Dr. Nathan, who is also chair of the Department of Microbiology and Immunology and the R.A. Rees Pritchett Professor of Microbiology at Weill Cornell Medicine, received the award at a May 22 presentation by the Heritage Provider Network, in partnership with Crain’s New York Business. The awards recognize healthcare clinicians, administrators and researchers who are improving access to and quality of healthcare in metropolitan New York.
“It’s an honor to be acknowledged by the Heritage Provider Network for the teamwork of my lab mates and collaborators. The privilege we’ve had of exploring innovative approaches would not have been possible without the generous philanthropic support of Abby and Howard Milstein and collaboration with pharmaceutical companies,” said Dr. Nathan. The Heritage Research Investigators in Translational Medicine Award acknowledges his lab’s efforts to accelerate the transition of innovative treatments from the lab to patients.

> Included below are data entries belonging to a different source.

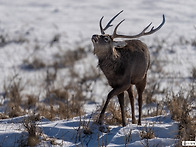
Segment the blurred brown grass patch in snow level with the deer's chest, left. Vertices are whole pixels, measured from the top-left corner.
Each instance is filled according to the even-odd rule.
[[[49,42],[50,47],[54,46],[55,44],[58,45],[59,40],[60,34],[56,34]],[[76,61],[85,58],[87,56],[87,53],[89,52],[88,48],[81,46],[76,47],[74,50],[67,49],[66,51],[65,49],[61,49],[61,47],[58,47],[59,52],[53,55],[54,59],[52,60],[52,62],[46,63],[42,58],[35,55],[37,51],[44,48],[46,48],[46,46],[41,48],[39,43],[35,42],[35,46],[34,48],[32,48],[33,53],[23,60],[23,65],[21,66],[21,68],[24,70],[37,70],[51,67],[69,68],[71,66],[74,66]]]

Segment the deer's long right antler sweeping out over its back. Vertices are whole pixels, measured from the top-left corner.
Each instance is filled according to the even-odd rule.
[[[163,14],[163,21],[162,21],[162,23],[161,23],[157,28],[154,29],[154,26],[153,26],[153,27],[151,28],[150,31],[145,32],[145,31],[150,27],[150,25],[152,24],[152,22],[151,22],[147,27],[144,28],[144,30],[143,30],[141,33],[139,33],[139,34],[137,34],[137,35],[133,35],[133,36],[118,35],[118,34],[116,33],[117,28],[119,27],[119,25],[120,25],[124,20],[125,20],[125,19],[123,19],[123,20],[115,27],[114,32],[113,32],[113,35],[112,35],[112,38],[138,38],[138,37],[141,37],[141,36],[144,36],[144,35],[153,34],[154,32],[158,31],[158,30],[164,25],[164,23],[165,23],[165,16],[164,16],[164,14]]]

Dr. Nathan is one of the world’s leading authorities on tuberculosis and an outspoken proponent for the need to develop new antibiotics. He was the founding director of the Tri-Institutional MD-PhD program between Weill Cornell Medicine, Memorial Sloan Kettering Cancer Center and The Rockefeller University, and a scientific adviser for Bridge Medicines, a drug discovery company launched last year by the Tri-Institutional teams, a pharmaceutical company and healthcare investment firms.
It is this type of relationship between academic research, biotech and pharmaceutical communities that will help New York City expand its biomedical research ecosystem, Dr. Nathan said, and ultimately benefit patients.

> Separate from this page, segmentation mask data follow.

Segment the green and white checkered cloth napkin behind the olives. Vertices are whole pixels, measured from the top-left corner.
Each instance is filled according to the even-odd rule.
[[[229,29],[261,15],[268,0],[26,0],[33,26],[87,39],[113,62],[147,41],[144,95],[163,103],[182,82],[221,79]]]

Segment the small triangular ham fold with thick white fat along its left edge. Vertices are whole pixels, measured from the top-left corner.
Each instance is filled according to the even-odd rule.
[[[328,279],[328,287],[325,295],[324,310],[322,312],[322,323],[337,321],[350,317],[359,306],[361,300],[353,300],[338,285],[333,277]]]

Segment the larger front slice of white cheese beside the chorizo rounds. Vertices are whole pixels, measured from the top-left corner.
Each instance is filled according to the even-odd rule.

“We’ve developed a successful model of collaboration and innovation between academic medical centers and industry,” said Dr. Nathan, speaking as a member of the board of directors of the Tri-Institutional Therapeutics Discovery Institute, which seeks to advance groundbreaking biological discoveries made at Weill Cornell Medicine, Memorial Sloan Kettering Cancer Center and The Rockefeller University, and with the help of partner Takeda Pharmaceutical Company, go from the lab to proof-of-concept studies, and from there to clinical trials through Bridge Medicines. “We hope to continue chipping away at the inefficiencies and exorbitant costs associated with traditional drug discovery through relationships like this one.”

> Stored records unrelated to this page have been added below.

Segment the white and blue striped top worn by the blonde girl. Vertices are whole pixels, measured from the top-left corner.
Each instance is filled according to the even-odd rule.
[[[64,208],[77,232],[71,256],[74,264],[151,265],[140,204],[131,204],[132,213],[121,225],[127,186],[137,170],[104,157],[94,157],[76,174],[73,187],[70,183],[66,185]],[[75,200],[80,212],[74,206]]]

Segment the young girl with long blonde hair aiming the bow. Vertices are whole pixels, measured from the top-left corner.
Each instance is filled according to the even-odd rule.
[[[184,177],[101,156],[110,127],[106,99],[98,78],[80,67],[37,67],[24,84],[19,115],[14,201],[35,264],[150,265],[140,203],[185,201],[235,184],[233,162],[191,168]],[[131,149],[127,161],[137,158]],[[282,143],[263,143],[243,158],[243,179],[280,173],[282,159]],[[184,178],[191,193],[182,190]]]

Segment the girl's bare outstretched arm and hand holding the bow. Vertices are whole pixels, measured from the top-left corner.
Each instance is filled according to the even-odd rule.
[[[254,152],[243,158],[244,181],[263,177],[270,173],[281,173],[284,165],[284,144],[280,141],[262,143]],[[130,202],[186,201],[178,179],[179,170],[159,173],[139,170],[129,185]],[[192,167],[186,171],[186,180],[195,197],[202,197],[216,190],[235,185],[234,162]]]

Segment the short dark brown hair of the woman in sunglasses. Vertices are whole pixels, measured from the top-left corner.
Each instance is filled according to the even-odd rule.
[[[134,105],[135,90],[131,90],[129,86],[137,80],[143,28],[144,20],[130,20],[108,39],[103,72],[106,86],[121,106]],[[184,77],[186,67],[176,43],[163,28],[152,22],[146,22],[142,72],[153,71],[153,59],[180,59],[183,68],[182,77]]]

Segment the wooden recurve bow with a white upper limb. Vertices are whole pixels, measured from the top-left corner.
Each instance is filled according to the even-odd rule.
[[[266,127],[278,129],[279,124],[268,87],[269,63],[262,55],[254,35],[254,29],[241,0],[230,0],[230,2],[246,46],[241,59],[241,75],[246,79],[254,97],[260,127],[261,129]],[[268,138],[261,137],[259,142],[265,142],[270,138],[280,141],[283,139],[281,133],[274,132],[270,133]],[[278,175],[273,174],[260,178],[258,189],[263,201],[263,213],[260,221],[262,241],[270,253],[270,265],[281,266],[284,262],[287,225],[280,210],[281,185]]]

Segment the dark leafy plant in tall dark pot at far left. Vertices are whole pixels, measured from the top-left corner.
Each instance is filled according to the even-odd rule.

Dr. Timothy Wright, a professor of applied biomechanics in orthopedic surgery at Weill Cornell Medicine, was also a finalist in Heritage Health’s Translational Medicine Award category, as was Weill Cornell Medicine alumnus, Dr. Piraye Beim, the founder and CEO of Celmatix. Dr. Christopher Hillyer, a professor of medicine at Weill Cornell Medicine, who is also the president and CEO of the New York Blood Center, was a finalist in Heritage Healthcare’s Organizational Leadership Award category.